How Federal and State Laws Treat Child Pornography
In the 1964 U.S. Supreme Court case Jacobellis v. Ohio, Justice Potter Stewart infamously failed to articulate or describe hard-core pornography in his concurring opinion. Justice Stewart did state, however: “I know it when I see it.”
Times have changed since that famous line was written nearly 50 year ago, and federal and state laws now articulate what hard-core pornography is, especially when the images depict a minor. For those accused of creating, possessing or distributing child pornography, it is not that criminal laws now define these actions in detail, it’s that harsh penalties are attached to these definitions and that many prosecutors, rightly and sometimes wrongly, use to zealously pursue and prosecute people believed to violate these laws.
Both the definition and the penalties for child pornography charges differ between the state and federal governments.
Federal Law: Child Pornography
Child pornography is defined by federal law as “any visual depiction, including any photograph, film, video, picture, or computer or computer-generated image or picture … of sexually explicit conduct” involving a person under the age of 18. Sexually explicit conduct is defined as “actual or simulated” sexual intercourse, bestiality, masturbation, sadistic or masochistic abuse, or lascivious exhibition of the genitals or pubic area which means to be illegal, the image does not need to involve a sexual act.
Along with creating and possessing child pornography, it is a violation of federal law to distribute these images. However, to become a federal offense, distribution needs to affect interstate or foreign commerce; but, what actions affect commerce are broadly defined by federal authorities. The U.S. Justice Department provides a few examples of what is considered to affect interstate and foreign commerce, including:
- Using common carriers such as the Postal service to send child pornography across state or international boundaries
- Using the Internet to send or receive child pornography, even if the images are not actually sent across a state or international boundary
- Using a computer or other device that traveled across a state or international boundary (i.e. was manufactured in one state and shipped to another state) to view, download or send child pornography
A conviction under federal law for distributing child pornography carries a prison term of not less than 5 years but no more than 20 years. Just possessing child pornography subjects a person to a prison term of up to 10 years. Judges will use the factors in the federal sentencing guidelines, along with the facts of the case to determine the actual length of the prison term.
If a person has prior convictions for these charges, the penalties face double in length.
Maryland Law: Child Pornography
The distribution of child pornography law in Maryland is very similar to the federal law. Maryland law states that it is illegal to “knowingly promote, advertise, solicit, distribute, or possess with the intent to distribute [an image] … that depicts a minor engaged in … sexual conduct … [or] in a manner that reflects the belief, or that is intended to cause another to believe, that the [image] depicts a minor engaged [in] … sexual conduct.”
A person convicted of a first offense of distributing child pornography in state court faces up to 10 years in prison; for each additional offense, a person faces up to 20 years in prison.
The penalty for possessing child pornography in Maryland is a prison term of up to 5 years; for additional offenses, the penalty is up to 10 years in prison.
Differences Between Federal and State Law
One of the main differences between the Maryland and federal laws is that the federal law does not consider the state’s age of consent. In Maryland, for a person to be convicted of possessing child pornography, the image needs to depict a minor under the age or 16; whereas, federal law uses the age of 18. Therefore, a person could face federal possession of child pornography charges, even if the images would not be illegal to possess in Maryland.

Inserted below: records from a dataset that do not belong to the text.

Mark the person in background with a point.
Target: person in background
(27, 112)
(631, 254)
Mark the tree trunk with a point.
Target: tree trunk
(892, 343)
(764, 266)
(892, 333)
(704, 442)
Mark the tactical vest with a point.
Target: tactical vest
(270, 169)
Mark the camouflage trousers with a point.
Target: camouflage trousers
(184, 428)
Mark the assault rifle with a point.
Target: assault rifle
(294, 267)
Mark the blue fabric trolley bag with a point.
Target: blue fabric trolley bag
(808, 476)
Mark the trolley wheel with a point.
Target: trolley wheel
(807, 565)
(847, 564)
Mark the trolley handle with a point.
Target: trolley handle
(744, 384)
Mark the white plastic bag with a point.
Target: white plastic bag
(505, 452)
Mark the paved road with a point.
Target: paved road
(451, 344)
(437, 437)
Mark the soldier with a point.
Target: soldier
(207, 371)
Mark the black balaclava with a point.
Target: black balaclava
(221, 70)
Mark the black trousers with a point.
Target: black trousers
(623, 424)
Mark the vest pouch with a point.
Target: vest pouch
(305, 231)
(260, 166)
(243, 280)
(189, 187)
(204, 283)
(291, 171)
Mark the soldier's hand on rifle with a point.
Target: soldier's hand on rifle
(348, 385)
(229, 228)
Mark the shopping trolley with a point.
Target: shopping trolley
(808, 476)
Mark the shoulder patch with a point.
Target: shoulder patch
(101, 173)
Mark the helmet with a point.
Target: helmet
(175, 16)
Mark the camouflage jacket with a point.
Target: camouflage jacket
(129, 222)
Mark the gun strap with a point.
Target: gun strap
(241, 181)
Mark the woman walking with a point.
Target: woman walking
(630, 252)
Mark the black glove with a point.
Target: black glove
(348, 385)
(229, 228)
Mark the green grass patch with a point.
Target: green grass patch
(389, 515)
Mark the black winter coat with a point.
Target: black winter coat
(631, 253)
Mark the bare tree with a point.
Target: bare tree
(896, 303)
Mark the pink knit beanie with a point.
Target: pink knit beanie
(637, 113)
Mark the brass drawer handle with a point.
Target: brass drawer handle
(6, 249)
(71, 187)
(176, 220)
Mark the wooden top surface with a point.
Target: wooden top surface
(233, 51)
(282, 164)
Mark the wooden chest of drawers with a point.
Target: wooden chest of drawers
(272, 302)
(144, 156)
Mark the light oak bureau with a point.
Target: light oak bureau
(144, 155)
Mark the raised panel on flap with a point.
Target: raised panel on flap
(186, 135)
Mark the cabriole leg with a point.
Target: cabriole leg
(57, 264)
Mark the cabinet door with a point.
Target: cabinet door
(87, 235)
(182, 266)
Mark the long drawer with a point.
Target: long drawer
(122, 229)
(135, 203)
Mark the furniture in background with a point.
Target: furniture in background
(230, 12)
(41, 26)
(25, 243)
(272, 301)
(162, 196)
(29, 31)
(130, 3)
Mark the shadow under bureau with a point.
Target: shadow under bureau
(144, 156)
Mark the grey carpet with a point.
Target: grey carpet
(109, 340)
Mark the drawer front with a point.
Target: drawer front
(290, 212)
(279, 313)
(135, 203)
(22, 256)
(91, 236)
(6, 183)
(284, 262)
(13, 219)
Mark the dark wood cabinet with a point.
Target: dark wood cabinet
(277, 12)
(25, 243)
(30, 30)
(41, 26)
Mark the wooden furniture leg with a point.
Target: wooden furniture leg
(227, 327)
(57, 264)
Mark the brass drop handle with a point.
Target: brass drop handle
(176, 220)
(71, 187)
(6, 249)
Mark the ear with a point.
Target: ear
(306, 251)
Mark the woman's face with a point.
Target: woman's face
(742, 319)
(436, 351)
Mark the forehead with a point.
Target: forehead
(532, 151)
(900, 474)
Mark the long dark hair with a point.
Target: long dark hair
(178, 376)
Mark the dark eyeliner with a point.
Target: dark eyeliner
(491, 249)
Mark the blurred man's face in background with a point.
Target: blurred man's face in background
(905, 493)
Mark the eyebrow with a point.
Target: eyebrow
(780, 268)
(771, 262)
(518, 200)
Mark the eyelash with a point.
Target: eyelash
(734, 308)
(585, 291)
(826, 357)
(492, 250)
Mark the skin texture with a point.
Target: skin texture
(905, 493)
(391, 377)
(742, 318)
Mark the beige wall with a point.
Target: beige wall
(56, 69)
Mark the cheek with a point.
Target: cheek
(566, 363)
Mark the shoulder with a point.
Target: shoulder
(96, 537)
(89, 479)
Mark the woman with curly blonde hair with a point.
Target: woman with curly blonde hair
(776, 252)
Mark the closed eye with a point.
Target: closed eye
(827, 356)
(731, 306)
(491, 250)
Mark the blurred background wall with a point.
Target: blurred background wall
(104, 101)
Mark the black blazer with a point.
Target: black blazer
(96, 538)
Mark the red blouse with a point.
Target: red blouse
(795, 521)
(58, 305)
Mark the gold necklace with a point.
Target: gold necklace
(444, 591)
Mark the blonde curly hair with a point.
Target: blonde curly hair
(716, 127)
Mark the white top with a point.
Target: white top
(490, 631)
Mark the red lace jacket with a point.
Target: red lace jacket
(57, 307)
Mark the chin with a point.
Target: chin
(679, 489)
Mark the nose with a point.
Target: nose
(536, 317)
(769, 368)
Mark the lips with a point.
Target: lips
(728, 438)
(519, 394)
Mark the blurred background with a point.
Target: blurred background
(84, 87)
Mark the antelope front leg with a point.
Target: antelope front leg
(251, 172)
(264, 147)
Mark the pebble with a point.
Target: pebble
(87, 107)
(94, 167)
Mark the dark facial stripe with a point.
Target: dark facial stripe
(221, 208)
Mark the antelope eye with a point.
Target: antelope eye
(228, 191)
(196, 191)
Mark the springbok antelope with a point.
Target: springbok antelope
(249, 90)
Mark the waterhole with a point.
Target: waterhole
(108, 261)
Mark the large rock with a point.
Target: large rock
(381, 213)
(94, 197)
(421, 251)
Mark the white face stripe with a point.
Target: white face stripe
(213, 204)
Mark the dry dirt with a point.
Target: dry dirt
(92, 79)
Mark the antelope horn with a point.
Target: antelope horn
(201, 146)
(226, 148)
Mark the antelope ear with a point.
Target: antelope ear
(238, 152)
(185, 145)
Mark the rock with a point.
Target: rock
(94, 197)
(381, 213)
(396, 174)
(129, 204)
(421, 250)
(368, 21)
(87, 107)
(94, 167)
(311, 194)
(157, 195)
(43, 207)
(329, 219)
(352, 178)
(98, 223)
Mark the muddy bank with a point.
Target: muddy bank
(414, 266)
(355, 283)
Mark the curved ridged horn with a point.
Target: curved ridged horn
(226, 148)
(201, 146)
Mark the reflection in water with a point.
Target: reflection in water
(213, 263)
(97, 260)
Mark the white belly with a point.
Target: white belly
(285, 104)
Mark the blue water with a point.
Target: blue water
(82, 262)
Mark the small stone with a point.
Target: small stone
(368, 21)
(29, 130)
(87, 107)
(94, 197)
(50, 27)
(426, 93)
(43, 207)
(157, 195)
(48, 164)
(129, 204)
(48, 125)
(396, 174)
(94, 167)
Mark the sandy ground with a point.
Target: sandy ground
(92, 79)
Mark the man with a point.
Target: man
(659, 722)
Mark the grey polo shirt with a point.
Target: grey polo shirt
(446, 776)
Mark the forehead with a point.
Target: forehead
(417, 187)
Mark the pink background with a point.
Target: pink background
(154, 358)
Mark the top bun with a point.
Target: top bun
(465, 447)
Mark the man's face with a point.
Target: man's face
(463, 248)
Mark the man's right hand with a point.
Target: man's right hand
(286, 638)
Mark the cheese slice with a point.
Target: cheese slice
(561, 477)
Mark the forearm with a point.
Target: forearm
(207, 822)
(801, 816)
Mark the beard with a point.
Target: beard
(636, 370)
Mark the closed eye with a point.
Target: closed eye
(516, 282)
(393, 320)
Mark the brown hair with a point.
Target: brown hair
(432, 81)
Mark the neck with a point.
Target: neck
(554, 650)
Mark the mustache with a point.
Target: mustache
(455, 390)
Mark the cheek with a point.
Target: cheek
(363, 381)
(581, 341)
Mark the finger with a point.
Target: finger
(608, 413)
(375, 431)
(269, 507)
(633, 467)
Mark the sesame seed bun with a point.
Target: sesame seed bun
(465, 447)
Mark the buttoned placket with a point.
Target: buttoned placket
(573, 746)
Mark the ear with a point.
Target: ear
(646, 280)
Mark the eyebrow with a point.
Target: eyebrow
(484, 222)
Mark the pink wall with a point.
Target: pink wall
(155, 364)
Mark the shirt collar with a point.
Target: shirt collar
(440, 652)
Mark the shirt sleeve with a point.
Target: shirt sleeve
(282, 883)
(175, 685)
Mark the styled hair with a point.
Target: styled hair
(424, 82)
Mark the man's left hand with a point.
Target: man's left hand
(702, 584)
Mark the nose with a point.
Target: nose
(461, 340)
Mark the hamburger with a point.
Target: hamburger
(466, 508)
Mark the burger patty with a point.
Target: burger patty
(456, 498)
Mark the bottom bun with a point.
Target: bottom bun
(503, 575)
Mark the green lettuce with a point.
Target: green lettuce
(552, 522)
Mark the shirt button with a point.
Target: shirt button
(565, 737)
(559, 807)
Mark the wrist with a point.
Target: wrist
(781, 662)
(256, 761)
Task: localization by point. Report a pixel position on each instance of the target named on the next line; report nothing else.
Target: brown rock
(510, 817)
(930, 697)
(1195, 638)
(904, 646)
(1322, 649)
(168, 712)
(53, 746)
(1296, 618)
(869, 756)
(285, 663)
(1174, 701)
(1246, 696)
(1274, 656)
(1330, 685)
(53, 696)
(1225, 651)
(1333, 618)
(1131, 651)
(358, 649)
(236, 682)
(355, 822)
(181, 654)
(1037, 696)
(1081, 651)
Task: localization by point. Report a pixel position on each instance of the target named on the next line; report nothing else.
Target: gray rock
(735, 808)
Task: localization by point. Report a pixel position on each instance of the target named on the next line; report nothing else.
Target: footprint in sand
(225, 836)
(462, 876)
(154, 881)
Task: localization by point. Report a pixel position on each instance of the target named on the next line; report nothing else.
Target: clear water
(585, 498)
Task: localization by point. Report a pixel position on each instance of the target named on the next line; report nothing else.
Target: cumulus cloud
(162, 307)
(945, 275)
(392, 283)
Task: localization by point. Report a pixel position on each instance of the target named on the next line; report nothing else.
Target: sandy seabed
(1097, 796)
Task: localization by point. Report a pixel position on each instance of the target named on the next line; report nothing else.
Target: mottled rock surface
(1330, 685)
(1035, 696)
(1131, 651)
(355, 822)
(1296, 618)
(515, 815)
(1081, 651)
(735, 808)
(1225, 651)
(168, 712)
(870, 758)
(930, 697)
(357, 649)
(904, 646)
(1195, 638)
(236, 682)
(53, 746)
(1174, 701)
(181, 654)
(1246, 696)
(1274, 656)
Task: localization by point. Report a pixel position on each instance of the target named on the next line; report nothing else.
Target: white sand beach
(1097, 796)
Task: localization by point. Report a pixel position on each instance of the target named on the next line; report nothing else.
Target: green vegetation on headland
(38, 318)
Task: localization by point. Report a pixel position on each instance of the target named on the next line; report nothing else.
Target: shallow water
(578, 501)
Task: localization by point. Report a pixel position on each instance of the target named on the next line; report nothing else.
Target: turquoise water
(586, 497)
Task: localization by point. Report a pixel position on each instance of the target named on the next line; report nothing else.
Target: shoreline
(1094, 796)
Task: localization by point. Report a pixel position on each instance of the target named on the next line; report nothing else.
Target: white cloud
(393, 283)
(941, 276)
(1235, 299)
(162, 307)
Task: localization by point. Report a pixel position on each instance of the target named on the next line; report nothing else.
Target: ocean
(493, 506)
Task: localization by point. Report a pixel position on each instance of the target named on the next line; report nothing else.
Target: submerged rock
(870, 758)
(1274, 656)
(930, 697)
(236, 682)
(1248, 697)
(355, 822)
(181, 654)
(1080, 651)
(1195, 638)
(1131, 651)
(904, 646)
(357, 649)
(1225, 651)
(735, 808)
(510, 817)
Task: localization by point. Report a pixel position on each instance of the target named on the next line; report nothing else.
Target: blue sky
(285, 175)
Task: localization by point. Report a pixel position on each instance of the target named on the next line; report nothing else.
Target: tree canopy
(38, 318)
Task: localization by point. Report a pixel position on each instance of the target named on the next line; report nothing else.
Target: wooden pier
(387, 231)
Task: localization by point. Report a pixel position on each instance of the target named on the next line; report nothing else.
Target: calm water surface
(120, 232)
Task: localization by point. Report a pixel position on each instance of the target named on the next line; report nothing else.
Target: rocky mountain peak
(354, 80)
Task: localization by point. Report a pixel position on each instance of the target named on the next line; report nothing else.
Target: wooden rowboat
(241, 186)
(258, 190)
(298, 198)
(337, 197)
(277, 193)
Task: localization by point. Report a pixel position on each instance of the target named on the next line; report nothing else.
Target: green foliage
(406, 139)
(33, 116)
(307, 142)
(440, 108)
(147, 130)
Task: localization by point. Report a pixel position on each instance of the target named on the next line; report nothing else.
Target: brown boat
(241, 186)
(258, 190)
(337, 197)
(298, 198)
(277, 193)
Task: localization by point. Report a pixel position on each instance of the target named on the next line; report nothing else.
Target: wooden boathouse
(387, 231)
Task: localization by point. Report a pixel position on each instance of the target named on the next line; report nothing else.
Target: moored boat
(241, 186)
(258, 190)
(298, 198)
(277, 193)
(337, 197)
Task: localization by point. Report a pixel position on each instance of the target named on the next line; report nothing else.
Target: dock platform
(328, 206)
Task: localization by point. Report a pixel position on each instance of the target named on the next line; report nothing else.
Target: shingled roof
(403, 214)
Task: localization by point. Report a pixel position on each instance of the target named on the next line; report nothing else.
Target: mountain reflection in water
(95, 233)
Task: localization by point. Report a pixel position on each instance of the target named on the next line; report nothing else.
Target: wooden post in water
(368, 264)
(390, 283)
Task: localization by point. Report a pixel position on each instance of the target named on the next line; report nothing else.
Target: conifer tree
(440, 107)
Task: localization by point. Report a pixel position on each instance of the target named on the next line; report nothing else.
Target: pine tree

However, Maryland law tracks more closely with federal law for distribution of child pornography charges; both consider it illegal to distribute pornographic images of “minors,” people under the age of 18.
Additionally, the penalties faced for possession and distribution of child pornography differ between state and federal law; with the federal penalties being much harsher. So it does matter whether a person is charged under state or federal law.
“Knowing it when you see it” isn’t always as easy as Justice Stewart may have thought when it comes to child pornography, especially for possession/viewing of child pornography. Often there are legitimate reasons for clicking onto a website containing child pornography, such as a mistaken click of the mouse or honestly believing you were viewing an image of a person of legal age.
Being charged with possession and/or distribution of child pornography is very serious, both in the state of Maryland and federally. Defending your legal rights and mounting a strong defense is imperative when accused of these crimes. As soon as you learn that you are being investigated for or charged with one of these crimes you will want to hire an aggressive and experienced child pornography defense attorney with a strong record as a zealous advocate for clients.